RALEIGH, N.C. (WNCN) – Among all the gigantic life that once roamed the Earth, the duckbilled dinosaur is one of the most familiar to us.
But, the Parasaurolophus cyrtocristatus also among the most evasive.
The closest thing to a skull of the rare species of Parasaurolophus was found in 1921.
However, it wasn’t intact.
North Carolina State University paleontologist Bucky Gates has spent 20 years trying to find a better sample.
“I was stymied because I was unable to get any more data from the original specimen collected in 1921 and honestly I never thought I would be able to do it because we had to have a perfect specimen,” said Gates.
His team has finally done that in the New Mexico desert.

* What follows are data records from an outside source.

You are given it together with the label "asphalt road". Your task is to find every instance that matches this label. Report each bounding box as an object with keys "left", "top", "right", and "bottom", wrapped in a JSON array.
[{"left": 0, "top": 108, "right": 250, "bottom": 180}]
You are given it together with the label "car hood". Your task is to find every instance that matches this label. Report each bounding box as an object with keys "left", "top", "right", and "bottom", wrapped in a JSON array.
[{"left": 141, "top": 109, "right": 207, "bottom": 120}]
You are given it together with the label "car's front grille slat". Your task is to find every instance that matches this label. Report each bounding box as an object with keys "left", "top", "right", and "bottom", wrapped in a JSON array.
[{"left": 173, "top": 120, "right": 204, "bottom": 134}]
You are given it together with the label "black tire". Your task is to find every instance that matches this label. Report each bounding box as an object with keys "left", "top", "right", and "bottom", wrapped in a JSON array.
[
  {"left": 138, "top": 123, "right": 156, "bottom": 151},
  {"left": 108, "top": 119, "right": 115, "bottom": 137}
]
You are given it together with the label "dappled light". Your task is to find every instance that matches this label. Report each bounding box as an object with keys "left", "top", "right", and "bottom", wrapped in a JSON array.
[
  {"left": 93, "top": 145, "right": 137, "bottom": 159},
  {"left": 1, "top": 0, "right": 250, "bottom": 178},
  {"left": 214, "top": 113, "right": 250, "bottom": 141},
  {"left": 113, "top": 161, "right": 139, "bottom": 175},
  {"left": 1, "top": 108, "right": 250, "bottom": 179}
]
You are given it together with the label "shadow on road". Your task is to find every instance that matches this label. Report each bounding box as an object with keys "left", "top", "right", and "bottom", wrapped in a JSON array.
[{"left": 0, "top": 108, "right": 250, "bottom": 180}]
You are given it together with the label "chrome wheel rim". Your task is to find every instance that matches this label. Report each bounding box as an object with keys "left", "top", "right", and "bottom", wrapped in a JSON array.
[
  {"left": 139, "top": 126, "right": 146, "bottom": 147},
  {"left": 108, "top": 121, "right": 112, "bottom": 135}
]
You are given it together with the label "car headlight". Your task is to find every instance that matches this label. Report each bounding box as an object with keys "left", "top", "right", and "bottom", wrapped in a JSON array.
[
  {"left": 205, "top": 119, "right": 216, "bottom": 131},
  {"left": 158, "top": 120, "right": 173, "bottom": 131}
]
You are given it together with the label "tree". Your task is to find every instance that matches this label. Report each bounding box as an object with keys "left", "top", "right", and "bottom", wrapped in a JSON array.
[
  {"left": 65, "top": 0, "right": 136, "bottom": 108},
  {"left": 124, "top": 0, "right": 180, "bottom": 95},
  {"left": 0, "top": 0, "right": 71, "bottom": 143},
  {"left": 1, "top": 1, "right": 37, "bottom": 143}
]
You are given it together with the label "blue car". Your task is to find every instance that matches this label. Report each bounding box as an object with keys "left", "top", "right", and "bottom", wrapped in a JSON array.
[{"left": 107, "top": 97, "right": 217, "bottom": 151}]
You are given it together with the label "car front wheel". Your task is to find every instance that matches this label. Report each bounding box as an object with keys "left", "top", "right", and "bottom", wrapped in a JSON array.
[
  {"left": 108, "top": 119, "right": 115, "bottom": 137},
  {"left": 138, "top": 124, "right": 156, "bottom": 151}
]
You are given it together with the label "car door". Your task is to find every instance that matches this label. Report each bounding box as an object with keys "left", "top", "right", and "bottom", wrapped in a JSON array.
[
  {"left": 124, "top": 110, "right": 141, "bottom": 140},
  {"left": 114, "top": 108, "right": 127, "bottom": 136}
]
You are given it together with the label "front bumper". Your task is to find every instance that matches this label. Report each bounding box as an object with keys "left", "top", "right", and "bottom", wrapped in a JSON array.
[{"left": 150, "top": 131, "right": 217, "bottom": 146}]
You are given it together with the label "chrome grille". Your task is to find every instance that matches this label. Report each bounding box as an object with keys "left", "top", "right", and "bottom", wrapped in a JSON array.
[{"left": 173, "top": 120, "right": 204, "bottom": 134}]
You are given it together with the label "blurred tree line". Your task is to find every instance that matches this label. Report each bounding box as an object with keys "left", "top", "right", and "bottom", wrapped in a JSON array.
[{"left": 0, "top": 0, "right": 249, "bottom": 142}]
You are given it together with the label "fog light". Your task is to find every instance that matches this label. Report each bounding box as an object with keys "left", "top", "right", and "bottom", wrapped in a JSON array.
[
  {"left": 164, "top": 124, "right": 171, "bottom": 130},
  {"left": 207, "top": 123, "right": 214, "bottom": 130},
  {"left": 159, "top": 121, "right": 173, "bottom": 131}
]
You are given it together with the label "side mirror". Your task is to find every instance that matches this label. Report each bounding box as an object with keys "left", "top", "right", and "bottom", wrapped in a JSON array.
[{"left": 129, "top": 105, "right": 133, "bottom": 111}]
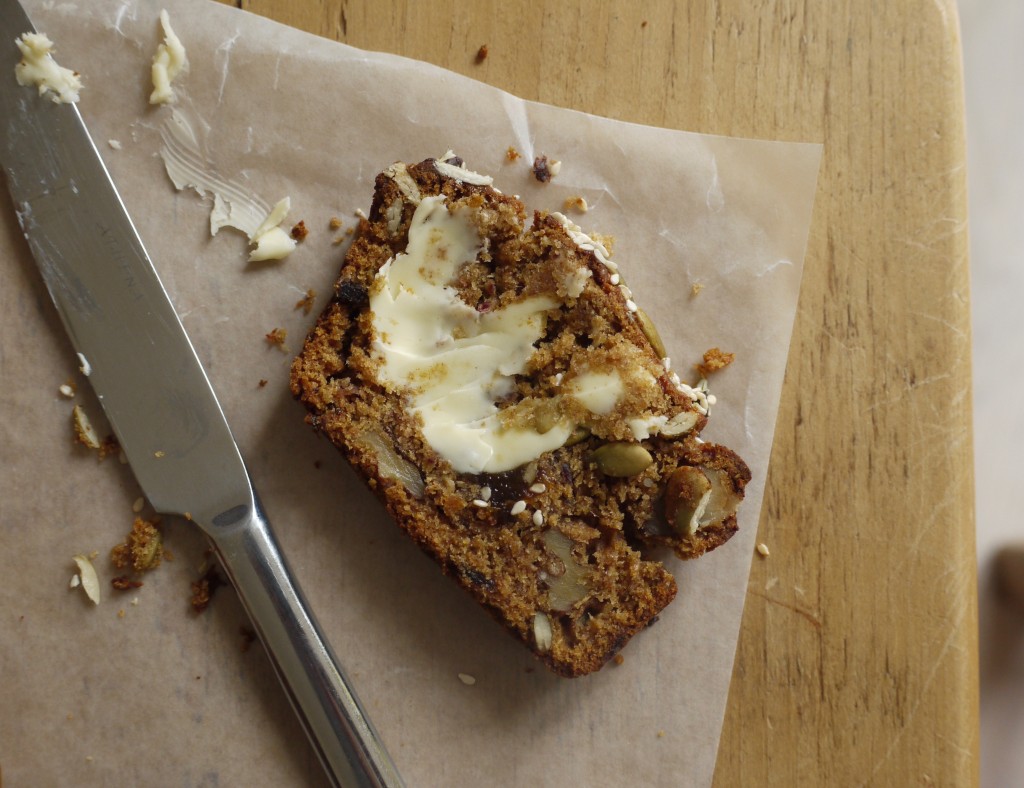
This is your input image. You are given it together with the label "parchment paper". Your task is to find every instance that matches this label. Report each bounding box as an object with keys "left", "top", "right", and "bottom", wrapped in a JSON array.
[{"left": 0, "top": 1, "right": 821, "bottom": 785}]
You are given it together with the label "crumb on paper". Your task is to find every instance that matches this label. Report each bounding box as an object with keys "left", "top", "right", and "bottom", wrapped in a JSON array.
[
  {"left": 131, "top": 596, "right": 140, "bottom": 606},
  {"left": 111, "top": 575, "right": 144, "bottom": 591},
  {"left": 642, "top": 20, "right": 649, "bottom": 28},
  {"left": 149, "top": 9, "right": 188, "bottom": 105},
  {"left": 71, "top": 555, "right": 101, "bottom": 605},
  {"left": 329, "top": 216, "right": 343, "bottom": 230},
  {"left": 691, "top": 282, "right": 704, "bottom": 297},
  {"left": 505, "top": 145, "right": 521, "bottom": 162},
  {"left": 72, "top": 405, "right": 101, "bottom": 450},
  {"left": 613, "top": 654, "right": 624, "bottom": 666},
  {"left": 290, "top": 220, "right": 309, "bottom": 241},
  {"left": 240, "top": 626, "right": 257, "bottom": 652},
  {"left": 14, "top": 32, "right": 82, "bottom": 104},
  {"left": 153, "top": 450, "right": 166, "bottom": 458},
  {"left": 532, "top": 155, "right": 560, "bottom": 183},
  {"left": 258, "top": 379, "right": 268, "bottom": 388},
  {"left": 295, "top": 288, "right": 316, "bottom": 315},
  {"left": 474, "top": 44, "right": 488, "bottom": 63},
  {"left": 77, "top": 352, "right": 91, "bottom": 376},
  {"left": 108, "top": 139, "right": 122, "bottom": 150},
  {"left": 132, "top": 496, "right": 145, "bottom": 513},
  {"left": 117, "top": 608, "right": 126, "bottom": 619},
  {"left": 756, "top": 543, "right": 770, "bottom": 557},
  {"left": 457, "top": 673, "right": 476, "bottom": 685},
  {"left": 58, "top": 382, "right": 75, "bottom": 398},
  {"left": 190, "top": 564, "right": 225, "bottom": 613},
  {"left": 563, "top": 195, "right": 588, "bottom": 214},
  {"left": 110, "top": 517, "right": 164, "bottom": 573},
  {"left": 657, "top": 729, "right": 665, "bottom": 738},
  {"left": 265, "top": 327, "right": 287, "bottom": 349},
  {"left": 696, "top": 347, "right": 735, "bottom": 377}
]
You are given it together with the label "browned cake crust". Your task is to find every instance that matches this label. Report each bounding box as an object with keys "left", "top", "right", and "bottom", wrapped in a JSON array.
[{"left": 290, "top": 157, "right": 750, "bottom": 676}]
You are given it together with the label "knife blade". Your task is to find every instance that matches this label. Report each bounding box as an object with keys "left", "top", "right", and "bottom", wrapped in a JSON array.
[{"left": 0, "top": 3, "right": 403, "bottom": 786}]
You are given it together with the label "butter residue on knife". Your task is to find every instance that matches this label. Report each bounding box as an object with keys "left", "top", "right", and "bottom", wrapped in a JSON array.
[
  {"left": 149, "top": 9, "right": 188, "bottom": 105},
  {"left": 158, "top": 107, "right": 295, "bottom": 261},
  {"left": 14, "top": 32, "right": 82, "bottom": 104}
]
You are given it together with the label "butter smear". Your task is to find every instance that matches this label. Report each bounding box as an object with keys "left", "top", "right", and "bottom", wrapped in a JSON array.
[
  {"left": 14, "top": 33, "right": 81, "bottom": 104},
  {"left": 149, "top": 9, "right": 188, "bottom": 105},
  {"left": 370, "top": 195, "right": 568, "bottom": 474}
]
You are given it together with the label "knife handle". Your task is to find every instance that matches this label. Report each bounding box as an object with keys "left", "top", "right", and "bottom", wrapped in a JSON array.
[{"left": 208, "top": 497, "right": 405, "bottom": 788}]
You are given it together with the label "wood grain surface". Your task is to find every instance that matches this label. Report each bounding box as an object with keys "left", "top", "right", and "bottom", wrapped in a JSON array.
[{"left": 227, "top": 1, "right": 979, "bottom": 784}]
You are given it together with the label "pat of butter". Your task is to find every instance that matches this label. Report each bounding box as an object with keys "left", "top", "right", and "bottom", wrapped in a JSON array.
[
  {"left": 567, "top": 370, "right": 623, "bottom": 415},
  {"left": 150, "top": 10, "right": 188, "bottom": 105},
  {"left": 14, "top": 33, "right": 81, "bottom": 104},
  {"left": 371, "top": 195, "right": 568, "bottom": 474}
]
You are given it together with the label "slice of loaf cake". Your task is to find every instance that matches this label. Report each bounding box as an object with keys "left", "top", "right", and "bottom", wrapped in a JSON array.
[{"left": 290, "top": 156, "right": 750, "bottom": 676}]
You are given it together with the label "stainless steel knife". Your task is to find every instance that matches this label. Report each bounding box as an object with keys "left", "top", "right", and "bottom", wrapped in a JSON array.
[{"left": 0, "top": 3, "right": 403, "bottom": 786}]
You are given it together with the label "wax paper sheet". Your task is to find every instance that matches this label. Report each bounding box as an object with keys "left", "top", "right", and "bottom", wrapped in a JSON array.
[{"left": 0, "top": 1, "right": 821, "bottom": 785}]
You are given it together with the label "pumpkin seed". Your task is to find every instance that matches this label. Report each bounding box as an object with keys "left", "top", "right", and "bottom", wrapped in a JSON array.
[{"left": 590, "top": 442, "right": 653, "bottom": 477}]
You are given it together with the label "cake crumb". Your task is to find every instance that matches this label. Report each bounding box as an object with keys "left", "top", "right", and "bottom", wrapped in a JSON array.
[
  {"left": 691, "top": 282, "right": 704, "bottom": 297},
  {"left": 329, "top": 216, "right": 343, "bottom": 230},
  {"left": 458, "top": 672, "right": 477, "bottom": 685},
  {"left": 72, "top": 405, "right": 101, "bottom": 450},
  {"left": 295, "top": 288, "right": 316, "bottom": 315},
  {"left": 756, "top": 543, "right": 770, "bottom": 557},
  {"left": 532, "top": 155, "right": 554, "bottom": 183},
  {"left": 563, "top": 195, "right": 588, "bottom": 214},
  {"left": 240, "top": 626, "right": 257, "bottom": 652},
  {"left": 190, "top": 564, "right": 225, "bottom": 614},
  {"left": 110, "top": 517, "right": 164, "bottom": 573},
  {"left": 696, "top": 347, "right": 735, "bottom": 377},
  {"left": 474, "top": 44, "right": 488, "bottom": 63},
  {"left": 290, "top": 220, "right": 309, "bottom": 241},
  {"left": 657, "top": 729, "right": 665, "bottom": 738},
  {"left": 117, "top": 608, "right": 126, "bottom": 618},
  {"left": 258, "top": 379, "right": 268, "bottom": 388},
  {"left": 111, "top": 575, "right": 144, "bottom": 591},
  {"left": 108, "top": 139, "right": 122, "bottom": 150},
  {"left": 153, "top": 450, "right": 165, "bottom": 458},
  {"left": 613, "top": 654, "right": 625, "bottom": 666},
  {"left": 265, "top": 327, "right": 288, "bottom": 349},
  {"left": 505, "top": 145, "right": 521, "bottom": 162}
]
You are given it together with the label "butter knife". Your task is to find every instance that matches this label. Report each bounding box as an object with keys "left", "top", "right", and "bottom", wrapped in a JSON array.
[{"left": 0, "top": 3, "right": 403, "bottom": 786}]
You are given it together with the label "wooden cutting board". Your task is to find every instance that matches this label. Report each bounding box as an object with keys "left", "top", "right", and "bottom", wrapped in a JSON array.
[{"left": 235, "top": 1, "right": 979, "bottom": 784}]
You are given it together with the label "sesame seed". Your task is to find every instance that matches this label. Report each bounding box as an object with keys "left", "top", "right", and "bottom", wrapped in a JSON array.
[
  {"left": 625, "top": 299, "right": 638, "bottom": 312},
  {"left": 529, "top": 483, "right": 547, "bottom": 494},
  {"left": 553, "top": 372, "right": 563, "bottom": 386},
  {"left": 480, "top": 486, "right": 492, "bottom": 501},
  {"left": 472, "top": 499, "right": 489, "bottom": 508},
  {"left": 757, "top": 543, "right": 770, "bottom": 557},
  {"left": 707, "top": 394, "right": 718, "bottom": 406},
  {"left": 642, "top": 478, "right": 656, "bottom": 488},
  {"left": 132, "top": 497, "right": 144, "bottom": 513},
  {"left": 458, "top": 673, "right": 477, "bottom": 685},
  {"left": 58, "top": 383, "right": 75, "bottom": 398},
  {"left": 610, "top": 273, "right": 620, "bottom": 285},
  {"left": 662, "top": 357, "right": 672, "bottom": 370},
  {"left": 619, "top": 284, "right": 633, "bottom": 299},
  {"left": 511, "top": 500, "right": 527, "bottom": 515},
  {"left": 533, "top": 510, "right": 544, "bottom": 526}
]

It’s not just better – it’s a fully intact skull in pristine condition including the duckbill.
“Whenever the specimen was placed down right in front of me I looked at it and honestly I could hardly breath,” Gates said.
While Gates caught his breath, it was as if the young dinosaur did, too.
“I could just start looking into the eyes of this thing and imagining it. I was putting layers of flesh on it, putting skin on it, imagining air-breathing in and out of the tubes because I’ve spent so long of my life imagining how these dinosaurs lived,” he said.
Seventy-five million years ago, the New Mexico desert looked a lot like the coast of North Carolina, including swamps with plenty for the vegetarian to eat.
The parasaurolophus could grow to around 30-feet long.
Gates hopes now he can find the answers to what he’s wondered most of his life.
“We can start to understand a little bit better how this really unique structure changes over time and what was required for these duckbilled dinosaurs to have this feature.”
It should also give scientists a better understanding of what it was used for.
With 99.9 percent of species extinct on the planet, this one-of-a-kind find is remarkable.
“Just to imagine that anything can survive the fossil record and to think some of them have been preserved for us to find is truly miraculous.”